O trabalho intermitente é uma modalidade de contratação criada pela Reforma Trabalhista (Lei 13.467/2017) e está previsto no Art. 443, §3º da CLT. Nele, o trabalhador presta serviços de forma não contínua, sendo convocado apenas quando a empresa precisa, e recebe somente pelas horas ou dias efetivamente trabalhados. Apesar dessa flexibilidade, o trabalhador intermitente tem todos os direitos trabalhistas garantidos, e é fundamental conhecê-los para não ser prejudicado.
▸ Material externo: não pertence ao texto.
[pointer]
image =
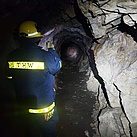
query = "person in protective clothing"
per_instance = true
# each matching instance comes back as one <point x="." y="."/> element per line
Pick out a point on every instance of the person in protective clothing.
<point x="32" y="72"/>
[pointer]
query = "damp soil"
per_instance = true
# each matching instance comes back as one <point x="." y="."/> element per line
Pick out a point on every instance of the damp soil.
<point x="75" y="104"/>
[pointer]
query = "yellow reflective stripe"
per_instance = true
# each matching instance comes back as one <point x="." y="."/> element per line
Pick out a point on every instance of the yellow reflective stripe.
<point x="54" y="89"/>
<point x="9" y="77"/>
<point x="26" y="65"/>
<point x="44" y="110"/>
<point x="60" y="63"/>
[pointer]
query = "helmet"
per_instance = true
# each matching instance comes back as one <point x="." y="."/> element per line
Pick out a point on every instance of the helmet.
<point x="28" y="30"/>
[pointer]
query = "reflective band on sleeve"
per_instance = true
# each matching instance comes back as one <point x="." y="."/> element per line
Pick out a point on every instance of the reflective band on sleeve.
<point x="9" y="77"/>
<point x="26" y="65"/>
<point x="32" y="34"/>
<point x="43" y="110"/>
<point x="60" y="64"/>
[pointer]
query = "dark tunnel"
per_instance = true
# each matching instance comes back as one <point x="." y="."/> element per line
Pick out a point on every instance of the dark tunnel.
<point x="72" y="37"/>
<point x="73" y="98"/>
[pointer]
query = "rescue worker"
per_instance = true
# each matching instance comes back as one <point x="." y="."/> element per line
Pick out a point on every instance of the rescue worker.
<point x="32" y="72"/>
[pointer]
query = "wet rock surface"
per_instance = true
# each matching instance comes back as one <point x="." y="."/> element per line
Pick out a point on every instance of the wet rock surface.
<point x="75" y="104"/>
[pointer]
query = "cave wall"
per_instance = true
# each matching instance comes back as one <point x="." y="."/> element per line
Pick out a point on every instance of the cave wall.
<point x="115" y="51"/>
<point x="115" y="54"/>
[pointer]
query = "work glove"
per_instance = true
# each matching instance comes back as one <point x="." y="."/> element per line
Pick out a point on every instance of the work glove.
<point x="49" y="44"/>
<point x="49" y="115"/>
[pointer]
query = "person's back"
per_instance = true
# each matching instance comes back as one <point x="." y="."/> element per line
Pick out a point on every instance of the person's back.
<point x="32" y="70"/>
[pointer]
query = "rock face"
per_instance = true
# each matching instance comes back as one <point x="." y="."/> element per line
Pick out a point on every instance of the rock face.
<point x="116" y="61"/>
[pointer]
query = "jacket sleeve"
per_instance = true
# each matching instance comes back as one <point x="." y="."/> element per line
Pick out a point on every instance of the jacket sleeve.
<point x="7" y="71"/>
<point x="53" y="62"/>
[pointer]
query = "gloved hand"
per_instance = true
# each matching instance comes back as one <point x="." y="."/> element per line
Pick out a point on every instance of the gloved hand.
<point x="49" y="115"/>
<point x="49" y="44"/>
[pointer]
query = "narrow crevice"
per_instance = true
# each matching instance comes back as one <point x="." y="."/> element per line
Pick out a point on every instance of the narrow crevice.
<point x="99" y="113"/>
<point x="122" y="107"/>
<point x="96" y="75"/>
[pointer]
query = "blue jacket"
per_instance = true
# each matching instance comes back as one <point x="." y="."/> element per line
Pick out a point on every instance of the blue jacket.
<point x="32" y="70"/>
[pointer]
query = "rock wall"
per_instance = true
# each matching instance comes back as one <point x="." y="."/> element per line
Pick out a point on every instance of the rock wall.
<point x="116" y="61"/>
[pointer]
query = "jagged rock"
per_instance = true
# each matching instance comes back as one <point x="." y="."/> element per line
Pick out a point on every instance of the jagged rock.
<point x="116" y="61"/>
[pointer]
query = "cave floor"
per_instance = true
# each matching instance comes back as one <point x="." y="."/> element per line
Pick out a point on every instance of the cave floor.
<point x="75" y="104"/>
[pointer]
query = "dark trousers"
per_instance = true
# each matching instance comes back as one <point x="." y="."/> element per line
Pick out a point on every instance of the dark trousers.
<point x="34" y="125"/>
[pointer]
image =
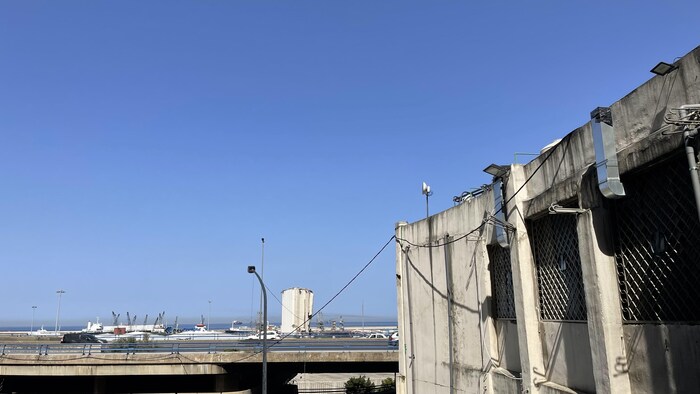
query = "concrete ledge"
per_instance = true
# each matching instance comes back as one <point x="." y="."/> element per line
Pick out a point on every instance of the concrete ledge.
<point x="167" y="364"/>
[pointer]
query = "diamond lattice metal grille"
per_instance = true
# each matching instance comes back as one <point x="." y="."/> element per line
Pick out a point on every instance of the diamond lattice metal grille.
<point x="554" y="243"/>
<point x="501" y="282"/>
<point x="658" y="245"/>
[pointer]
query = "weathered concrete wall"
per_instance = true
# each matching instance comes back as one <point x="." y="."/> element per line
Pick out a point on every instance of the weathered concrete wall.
<point x="568" y="355"/>
<point x="451" y="341"/>
<point x="446" y="343"/>
<point x="508" y="352"/>
<point x="662" y="358"/>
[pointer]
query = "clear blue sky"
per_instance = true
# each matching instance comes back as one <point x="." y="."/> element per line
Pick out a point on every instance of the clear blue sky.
<point x="146" y="147"/>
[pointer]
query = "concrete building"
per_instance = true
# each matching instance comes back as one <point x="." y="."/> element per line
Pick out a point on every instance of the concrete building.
<point x="297" y="306"/>
<point x="586" y="281"/>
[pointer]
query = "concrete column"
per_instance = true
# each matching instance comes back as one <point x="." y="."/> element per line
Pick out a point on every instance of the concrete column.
<point x="99" y="385"/>
<point x="524" y="287"/>
<point x="402" y="295"/>
<point x="602" y="293"/>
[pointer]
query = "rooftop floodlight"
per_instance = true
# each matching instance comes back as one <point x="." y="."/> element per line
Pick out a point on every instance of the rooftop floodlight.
<point x="496" y="170"/>
<point x="425" y="190"/>
<point x="663" y="68"/>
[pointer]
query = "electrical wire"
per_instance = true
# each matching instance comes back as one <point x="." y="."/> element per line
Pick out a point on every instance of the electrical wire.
<point x="567" y="138"/>
<point x="322" y="307"/>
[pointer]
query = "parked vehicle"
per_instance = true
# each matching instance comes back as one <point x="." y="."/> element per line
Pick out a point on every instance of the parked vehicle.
<point x="271" y="335"/>
<point x="394" y="339"/>
<point x="81" y="338"/>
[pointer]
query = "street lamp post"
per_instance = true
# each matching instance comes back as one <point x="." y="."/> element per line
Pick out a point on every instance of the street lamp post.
<point x="31" y="329"/>
<point x="251" y="270"/>
<point x="58" y="311"/>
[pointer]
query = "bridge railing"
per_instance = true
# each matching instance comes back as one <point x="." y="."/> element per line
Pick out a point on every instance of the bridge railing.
<point x="294" y="346"/>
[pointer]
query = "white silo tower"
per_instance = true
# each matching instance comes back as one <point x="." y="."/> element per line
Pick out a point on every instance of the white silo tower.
<point x="297" y="305"/>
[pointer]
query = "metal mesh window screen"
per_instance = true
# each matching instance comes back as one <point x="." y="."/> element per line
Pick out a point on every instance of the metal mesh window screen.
<point x="501" y="282"/>
<point x="554" y="243"/>
<point x="658" y="245"/>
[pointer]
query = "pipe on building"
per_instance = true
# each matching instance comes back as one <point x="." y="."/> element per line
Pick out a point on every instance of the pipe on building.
<point x="688" y="135"/>
<point x="605" y="155"/>
<point x="499" y="206"/>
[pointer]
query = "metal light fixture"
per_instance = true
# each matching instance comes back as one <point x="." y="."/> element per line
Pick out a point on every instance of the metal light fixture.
<point x="497" y="171"/>
<point x="251" y="270"/>
<point x="663" y="68"/>
<point x="58" y="311"/>
<point x="555" y="209"/>
<point x="425" y="190"/>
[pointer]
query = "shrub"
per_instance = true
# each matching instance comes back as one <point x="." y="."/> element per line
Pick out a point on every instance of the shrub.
<point x="359" y="385"/>
<point x="388" y="386"/>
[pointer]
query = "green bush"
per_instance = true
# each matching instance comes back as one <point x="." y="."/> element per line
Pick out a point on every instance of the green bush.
<point x="359" y="385"/>
<point x="388" y="386"/>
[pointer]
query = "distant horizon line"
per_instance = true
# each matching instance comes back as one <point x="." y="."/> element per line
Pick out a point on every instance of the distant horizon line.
<point x="191" y="320"/>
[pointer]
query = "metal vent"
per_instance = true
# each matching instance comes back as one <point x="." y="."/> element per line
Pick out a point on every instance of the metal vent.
<point x="554" y="243"/>
<point x="658" y="246"/>
<point x="501" y="282"/>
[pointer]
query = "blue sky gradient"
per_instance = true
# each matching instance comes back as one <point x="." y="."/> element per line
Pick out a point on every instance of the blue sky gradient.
<point x="146" y="147"/>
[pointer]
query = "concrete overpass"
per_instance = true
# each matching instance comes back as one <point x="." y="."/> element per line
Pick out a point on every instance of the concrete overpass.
<point x="184" y="372"/>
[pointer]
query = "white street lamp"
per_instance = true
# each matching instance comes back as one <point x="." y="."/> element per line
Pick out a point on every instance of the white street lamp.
<point x="31" y="329"/>
<point x="251" y="270"/>
<point x="58" y="311"/>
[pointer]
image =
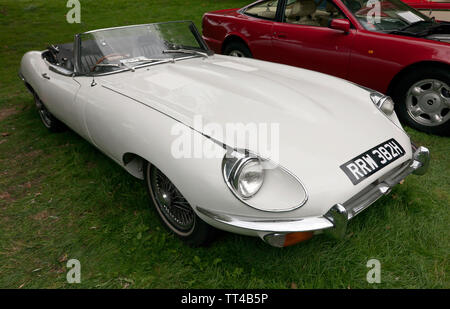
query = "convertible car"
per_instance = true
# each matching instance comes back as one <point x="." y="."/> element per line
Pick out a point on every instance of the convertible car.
<point x="383" y="45"/>
<point x="129" y="90"/>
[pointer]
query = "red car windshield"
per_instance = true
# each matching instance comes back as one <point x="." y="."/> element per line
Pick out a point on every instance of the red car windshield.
<point x="385" y="15"/>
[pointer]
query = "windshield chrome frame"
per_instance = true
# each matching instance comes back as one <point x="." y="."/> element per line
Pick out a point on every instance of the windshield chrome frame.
<point x="192" y="27"/>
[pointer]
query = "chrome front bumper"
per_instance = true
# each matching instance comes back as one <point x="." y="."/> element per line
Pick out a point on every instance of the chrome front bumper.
<point x="335" y="221"/>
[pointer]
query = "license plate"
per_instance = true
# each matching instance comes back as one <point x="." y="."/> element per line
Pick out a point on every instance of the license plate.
<point x="373" y="160"/>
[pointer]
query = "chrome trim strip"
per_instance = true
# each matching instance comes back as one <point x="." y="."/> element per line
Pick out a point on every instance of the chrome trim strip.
<point x="337" y="217"/>
<point x="136" y="25"/>
<point x="269" y="225"/>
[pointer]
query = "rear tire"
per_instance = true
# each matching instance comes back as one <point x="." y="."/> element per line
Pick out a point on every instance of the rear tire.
<point x="174" y="211"/>
<point x="237" y="49"/>
<point x="48" y="120"/>
<point x="423" y="100"/>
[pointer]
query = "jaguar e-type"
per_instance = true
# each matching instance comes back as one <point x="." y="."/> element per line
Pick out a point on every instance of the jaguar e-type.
<point x="129" y="90"/>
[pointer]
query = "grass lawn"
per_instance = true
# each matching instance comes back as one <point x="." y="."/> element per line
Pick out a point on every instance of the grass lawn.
<point x="60" y="198"/>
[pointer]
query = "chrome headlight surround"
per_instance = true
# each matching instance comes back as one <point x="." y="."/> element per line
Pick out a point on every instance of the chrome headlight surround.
<point x="243" y="173"/>
<point x="272" y="187"/>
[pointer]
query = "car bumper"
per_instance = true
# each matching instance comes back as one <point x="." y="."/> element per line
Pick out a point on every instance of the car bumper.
<point x="334" y="222"/>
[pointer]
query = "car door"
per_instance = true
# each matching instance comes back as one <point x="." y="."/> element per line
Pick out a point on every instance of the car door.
<point x="304" y="38"/>
<point x="256" y="26"/>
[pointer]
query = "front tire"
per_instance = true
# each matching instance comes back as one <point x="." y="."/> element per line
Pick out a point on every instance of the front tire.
<point x="237" y="49"/>
<point x="423" y="100"/>
<point x="48" y="120"/>
<point x="174" y="210"/>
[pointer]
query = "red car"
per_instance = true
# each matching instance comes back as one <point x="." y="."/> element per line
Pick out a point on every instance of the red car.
<point x="439" y="9"/>
<point x="383" y="45"/>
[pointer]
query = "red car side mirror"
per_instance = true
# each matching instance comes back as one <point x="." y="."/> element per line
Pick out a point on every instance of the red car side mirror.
<point x="340" y="24"/>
Principais direitos do trabalhador intermitente
Mesmo sendo uma modalidade diferenciada, o contrato intermitente assegura direitos proporcionais ao tempo trabalhado. Entre os principais estão:
- Contrato por escrito: obrigatório, com valor da hora ou do dia de trabalho especificado.
- Salário mínimo proporcional: nunca inferior ao piso da categoria ou ao mínimo por hora.
- Férias de 30 dias a cada 12 meses, com adicional de 1/3.
- 13º salário proporcional.
- Repouso semanal remunerado.
- Adicionais legais (noturno, insalubridade, periculosidade, horas extras).
- FGTS e INSS recolhidos pelo empregador, com registro no eSocial.
- Carteira de Trabalho assinada desde o primeiro dia.
Como funciona a convocação
A empresa deve seguir regras específicas para convocar o trabalhador intermitente. Veja o passo a passo:
- Convocação com antecedência mínima de 3 dias corridos, por qualquer meio de comunicação eficaz (WhatsApp, e-mail, SMS).
- O trabalhador tem 1 dia útil para responder, sendo que o silêncio é considerado recusa.
- A recusa da convocação não caracteriza insubordinação e não pode gerar punição.
- Aceita a convocação, a parte que descumprir sem motivo justo paga multa de 50% do valor combinado, em até 30 dias.
- Ao final de cada período trabalhado, o empregador deve pagar imediatamente: remuneração, férias proporcionais + 1/3, 13º proporcional, repouso e adicionais.
- O recibo de pagamento deve discriminar cada uma dessas parcelas.
Dicas práticas para o trabalhador intermitente
- Guarde todas as convocações recebidas (prints, mensagens, e-mails).
- Confira se o contrato está registrado na Carteira de Trabalho Digital e no eSocial.
- Verifique mensalmente o recolhimento do FGTS pelo app da Caixa.
- Exija sempre os recibos detalhados de cada pagamento.
- Fique atento: se você trabalha de forma contínua e habitual, pode haver fraude no contrato intermitente, o que dá direito ao reconhecimento de vínculo comum (CLT tradicional).
- Não aceite pressão para aceitar convocações — a recusa é um direito seu.
- Se ficar mais de 1 ano sem ser convocado, o contrato é considerado rescindido.
Por que buscar orientação jurídica
Muitas empresas utilizam o contrato intermitente de forma irregular, mascarando uma relação de emprego comum para pagar menos encargos. Um advogado trabalhista pode analisar seu contrato, seus recibos e sua rotina de trabalho para identificar fraudes, cobrar verbas não pagas e garantir o reconhecimento correto do vínculo, se for o caso.
Dica final: mantenha sempre uma pasta (física ou digital) com contrato, convocações, recibos e extratos do FGTS. Esses documentos são sua maior proteção. Na dúvida, procure um advogado trabalhista de confiança antes de assinar qualquer acordo ou rescisão — a orientação correta pode fazer toda a diferença nos seus direitos.